Characterization of the three-dimensional turbulent boundary layer in a concentric annulus with a rotating inner cylinder

Abstract

Direct numerical simulations of fluid flow through a concentric annulus with a rotating inner wall were performed at ReDh=8900. To elucidate the modifications of the near-wall turbulent structure induced by rotation of the inner wall, we compared data obtained at rotation rates of N=0.0 and 0.429 for a system with a radius ratio (R*) of 0.5. Conditional quadrant/octant analysis and probability density functions of the velocity fluctuations revealed distinctive features of the three-dimensional turbulent boundary layer (3DTBL) in the concentric annulus with a rotating inner wall. Coherent structures near the inner wall were identified by a λ2-based eduction scheme to give the detailed information on the activated near-wall turbulent structures. The ensemble-averaging of the educed coherent vortices showed that enhanced ejections near the vortices were primarily responsible for the augmented turbulent structures.

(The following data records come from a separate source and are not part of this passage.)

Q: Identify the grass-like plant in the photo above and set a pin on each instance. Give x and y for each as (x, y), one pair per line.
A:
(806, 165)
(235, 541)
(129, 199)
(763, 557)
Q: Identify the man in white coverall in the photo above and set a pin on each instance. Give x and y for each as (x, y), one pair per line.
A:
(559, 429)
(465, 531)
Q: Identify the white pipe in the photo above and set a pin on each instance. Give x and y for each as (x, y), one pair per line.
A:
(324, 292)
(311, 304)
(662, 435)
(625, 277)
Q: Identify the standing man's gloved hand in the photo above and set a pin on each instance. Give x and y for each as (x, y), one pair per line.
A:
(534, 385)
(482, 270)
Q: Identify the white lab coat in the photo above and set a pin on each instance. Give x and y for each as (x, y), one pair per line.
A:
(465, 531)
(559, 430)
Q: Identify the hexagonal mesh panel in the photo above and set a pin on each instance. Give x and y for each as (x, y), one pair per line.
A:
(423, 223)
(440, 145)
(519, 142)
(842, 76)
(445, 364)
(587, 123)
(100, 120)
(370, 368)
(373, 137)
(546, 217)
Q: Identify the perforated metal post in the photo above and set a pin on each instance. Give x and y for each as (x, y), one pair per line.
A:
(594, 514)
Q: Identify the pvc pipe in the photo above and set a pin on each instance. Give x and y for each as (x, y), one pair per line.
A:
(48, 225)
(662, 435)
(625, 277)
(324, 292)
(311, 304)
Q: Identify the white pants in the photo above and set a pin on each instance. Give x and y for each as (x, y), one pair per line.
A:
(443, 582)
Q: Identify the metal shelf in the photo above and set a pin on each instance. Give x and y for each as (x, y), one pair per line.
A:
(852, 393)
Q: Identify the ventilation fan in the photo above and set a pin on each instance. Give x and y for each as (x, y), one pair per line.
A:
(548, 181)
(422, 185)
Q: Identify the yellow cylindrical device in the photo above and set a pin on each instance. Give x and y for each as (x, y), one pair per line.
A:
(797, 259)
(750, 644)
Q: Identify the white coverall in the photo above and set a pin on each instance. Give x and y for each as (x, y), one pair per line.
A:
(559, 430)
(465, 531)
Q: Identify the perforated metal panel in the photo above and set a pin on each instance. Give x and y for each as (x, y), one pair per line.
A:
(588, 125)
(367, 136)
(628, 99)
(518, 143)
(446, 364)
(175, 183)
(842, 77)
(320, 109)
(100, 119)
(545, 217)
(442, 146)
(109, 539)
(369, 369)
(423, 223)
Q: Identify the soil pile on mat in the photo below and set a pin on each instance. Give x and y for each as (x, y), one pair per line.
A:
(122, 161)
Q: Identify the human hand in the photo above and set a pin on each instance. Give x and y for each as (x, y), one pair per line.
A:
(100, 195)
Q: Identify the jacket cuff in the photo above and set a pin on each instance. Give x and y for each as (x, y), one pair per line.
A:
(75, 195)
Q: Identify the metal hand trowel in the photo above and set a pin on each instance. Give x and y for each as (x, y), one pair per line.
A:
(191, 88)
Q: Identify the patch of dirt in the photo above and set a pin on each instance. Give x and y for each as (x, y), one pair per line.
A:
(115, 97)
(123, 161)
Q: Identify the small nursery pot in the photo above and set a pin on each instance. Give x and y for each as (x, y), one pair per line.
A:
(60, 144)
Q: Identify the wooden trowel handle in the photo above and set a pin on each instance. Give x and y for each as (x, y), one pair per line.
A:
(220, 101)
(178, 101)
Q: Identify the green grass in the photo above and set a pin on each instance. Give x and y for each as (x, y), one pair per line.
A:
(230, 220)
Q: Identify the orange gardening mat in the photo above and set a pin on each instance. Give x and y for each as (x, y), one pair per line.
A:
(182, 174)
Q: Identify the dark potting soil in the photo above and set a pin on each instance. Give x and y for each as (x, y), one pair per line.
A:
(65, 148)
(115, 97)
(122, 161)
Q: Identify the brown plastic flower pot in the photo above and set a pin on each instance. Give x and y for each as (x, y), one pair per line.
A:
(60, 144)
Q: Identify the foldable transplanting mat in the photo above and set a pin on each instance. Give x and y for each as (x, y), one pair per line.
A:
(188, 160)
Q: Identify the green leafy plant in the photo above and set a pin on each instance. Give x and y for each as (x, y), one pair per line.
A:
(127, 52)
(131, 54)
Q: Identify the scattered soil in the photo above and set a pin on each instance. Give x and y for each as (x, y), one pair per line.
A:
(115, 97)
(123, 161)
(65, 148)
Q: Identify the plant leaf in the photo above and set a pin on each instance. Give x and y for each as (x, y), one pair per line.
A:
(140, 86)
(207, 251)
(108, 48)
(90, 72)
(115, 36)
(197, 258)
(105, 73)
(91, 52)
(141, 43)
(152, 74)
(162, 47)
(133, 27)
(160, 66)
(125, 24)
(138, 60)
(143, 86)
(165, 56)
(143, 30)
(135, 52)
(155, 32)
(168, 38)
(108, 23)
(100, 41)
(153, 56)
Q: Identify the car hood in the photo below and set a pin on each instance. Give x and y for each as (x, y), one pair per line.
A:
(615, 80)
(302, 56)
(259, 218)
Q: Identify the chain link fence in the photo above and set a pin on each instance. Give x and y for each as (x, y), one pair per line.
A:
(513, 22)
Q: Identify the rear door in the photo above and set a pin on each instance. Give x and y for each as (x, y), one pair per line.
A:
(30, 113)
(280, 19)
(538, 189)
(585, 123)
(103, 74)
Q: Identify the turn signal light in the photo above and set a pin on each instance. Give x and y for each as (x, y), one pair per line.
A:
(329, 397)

The alteration of the turbulent structures was attributed to the centrifugal force arising from rotation of the inner wall. The assumption of Littell and Eaton on the cause of the altered turbulent structures in 3DTBLs was invalid in the present study. Taken together, the present results showed that the 3DTBL in a rotating concentric annulus has features different from those observed in other types of 3DTBL due to the transverse curvature.